Automate: Record macros for repetitive tasks. Keep a shared macro workbook for the team.
Collaborate in real time: Co-author documents, track changes clearly, and use Teams/SharePoint for version control.
OneDrive discipline: Logical folder structures, naming conventions, and shared permissions that make sense.
Stay current: Update regularly; new features often replace clunky workarounds.
How to Display Microsoft Office Skills on Your Resume

11. Social Media Platforms
Social platforms extend the gallery beyond the gallery. Bite-sized stories, behind-the-scenes glimpses, and community voices amplify reach and relevance.
Why It's Important
Audiences discover, discuss, and decide online. A thoughtful presence drives visits, learning, and support.
How to Improve Social Media Platforms Skills
Strategy first: Define audiences, goals, and tone. Pick platforms that match—don’t post everywhere by default.
Editorial rhythm: Build a content calendar with series (spotlights, staff picks, process videos). Mix formats: short video, carousels, stills, live Q&A.
Accessibility: Alt text, captions, descriptive hashtags, and high-contrast visuals. Inclusion grows reach.
Community care: Respond fast, set conduct guidelines, and highlight follower contributions. Feature artists and partners.
Measure what matters: Track saves, shares, click-throughs, and conversion to memberships or ticketing. Adjust content accordingly.
Workflow tools: Use schedulers, asset libraries, and style guides. Protect accounts with multi-factor authentication.
How to Display Social Media Platforms Skills on Your Resume

12. Grant Writing
Grant writing turns vision into a fundable plan. Clarity, alignment, and proof of impact carry the day.
Why It's Important
External funding widens what’s possible—exhibitions, conservation, digitization, and programs that would otherwise stall.

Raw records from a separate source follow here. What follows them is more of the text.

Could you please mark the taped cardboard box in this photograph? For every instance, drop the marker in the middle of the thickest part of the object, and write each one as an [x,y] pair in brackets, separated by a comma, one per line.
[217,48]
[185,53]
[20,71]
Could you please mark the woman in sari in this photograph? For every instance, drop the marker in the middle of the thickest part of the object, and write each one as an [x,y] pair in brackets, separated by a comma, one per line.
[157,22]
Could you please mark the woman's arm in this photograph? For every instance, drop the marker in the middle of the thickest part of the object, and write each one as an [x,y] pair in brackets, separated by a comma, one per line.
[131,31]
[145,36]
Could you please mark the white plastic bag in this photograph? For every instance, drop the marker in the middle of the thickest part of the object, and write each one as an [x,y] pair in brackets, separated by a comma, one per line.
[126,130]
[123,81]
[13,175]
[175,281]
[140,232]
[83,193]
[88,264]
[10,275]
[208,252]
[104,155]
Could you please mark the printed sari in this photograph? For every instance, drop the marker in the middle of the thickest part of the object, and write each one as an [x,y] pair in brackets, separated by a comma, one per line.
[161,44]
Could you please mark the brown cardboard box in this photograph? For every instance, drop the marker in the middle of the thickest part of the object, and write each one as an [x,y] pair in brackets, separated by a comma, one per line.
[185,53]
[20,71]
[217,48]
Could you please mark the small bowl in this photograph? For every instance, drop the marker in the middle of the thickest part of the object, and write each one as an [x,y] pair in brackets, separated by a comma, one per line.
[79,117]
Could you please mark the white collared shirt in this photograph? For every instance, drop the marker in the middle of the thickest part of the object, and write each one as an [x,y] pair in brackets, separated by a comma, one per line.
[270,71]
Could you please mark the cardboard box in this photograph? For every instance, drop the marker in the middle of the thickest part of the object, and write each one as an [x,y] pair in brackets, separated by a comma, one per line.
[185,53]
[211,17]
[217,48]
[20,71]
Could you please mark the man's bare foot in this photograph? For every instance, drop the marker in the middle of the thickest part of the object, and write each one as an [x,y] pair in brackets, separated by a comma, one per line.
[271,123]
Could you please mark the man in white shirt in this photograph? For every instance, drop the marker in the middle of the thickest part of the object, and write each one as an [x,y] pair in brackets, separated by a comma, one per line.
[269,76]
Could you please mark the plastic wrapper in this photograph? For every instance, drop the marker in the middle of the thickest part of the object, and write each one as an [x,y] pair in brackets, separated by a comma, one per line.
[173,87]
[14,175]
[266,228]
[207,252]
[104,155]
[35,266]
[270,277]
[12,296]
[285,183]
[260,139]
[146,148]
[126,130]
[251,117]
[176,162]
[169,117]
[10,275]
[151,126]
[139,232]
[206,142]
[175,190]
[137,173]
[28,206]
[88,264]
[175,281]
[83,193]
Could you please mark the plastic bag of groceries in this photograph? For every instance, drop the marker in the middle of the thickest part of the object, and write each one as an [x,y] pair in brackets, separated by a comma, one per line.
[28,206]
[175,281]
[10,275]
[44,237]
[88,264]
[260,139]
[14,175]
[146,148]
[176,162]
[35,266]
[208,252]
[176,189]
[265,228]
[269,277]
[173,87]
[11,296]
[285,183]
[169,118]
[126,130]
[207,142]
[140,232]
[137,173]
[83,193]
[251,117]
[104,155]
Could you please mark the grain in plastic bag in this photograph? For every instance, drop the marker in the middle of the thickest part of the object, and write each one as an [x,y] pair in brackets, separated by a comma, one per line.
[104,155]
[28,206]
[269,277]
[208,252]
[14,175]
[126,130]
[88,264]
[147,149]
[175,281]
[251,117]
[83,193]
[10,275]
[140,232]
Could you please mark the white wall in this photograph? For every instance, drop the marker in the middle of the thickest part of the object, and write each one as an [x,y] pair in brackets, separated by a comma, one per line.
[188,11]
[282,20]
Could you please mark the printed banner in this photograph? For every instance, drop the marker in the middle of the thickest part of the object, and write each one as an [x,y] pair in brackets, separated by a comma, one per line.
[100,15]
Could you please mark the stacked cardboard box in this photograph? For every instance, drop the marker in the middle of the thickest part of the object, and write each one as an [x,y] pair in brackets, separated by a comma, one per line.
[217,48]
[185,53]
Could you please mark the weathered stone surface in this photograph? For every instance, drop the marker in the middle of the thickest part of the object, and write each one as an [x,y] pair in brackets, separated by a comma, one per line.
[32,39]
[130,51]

How to Improve Grant Writing Skills
Matchmaker mindset: Research funder priorities and past awards. Only pursue strong fits.
Sharp problem statement: Define the need with evidence and context. Why now, and why you.
Specific objectives: Make them measurable and time-bound. Tie activities to outputs and outcomes with a clear logic chain.
Sound budget: Align costs with work. Include indirects, staffing, evaluation, accessibility, and sustainability.
Evaluation plan: Methods, metrics, timelines, and responsibility. Show how you’ll learn and report back.
Proof and polish: Peer review, compliance checks, and clean attachments. Reuse strong boilerplate but tailor every narrative.
Steady pipeline: Track deadlines, submit early, and debrief losses. Each attempt strengthens the next.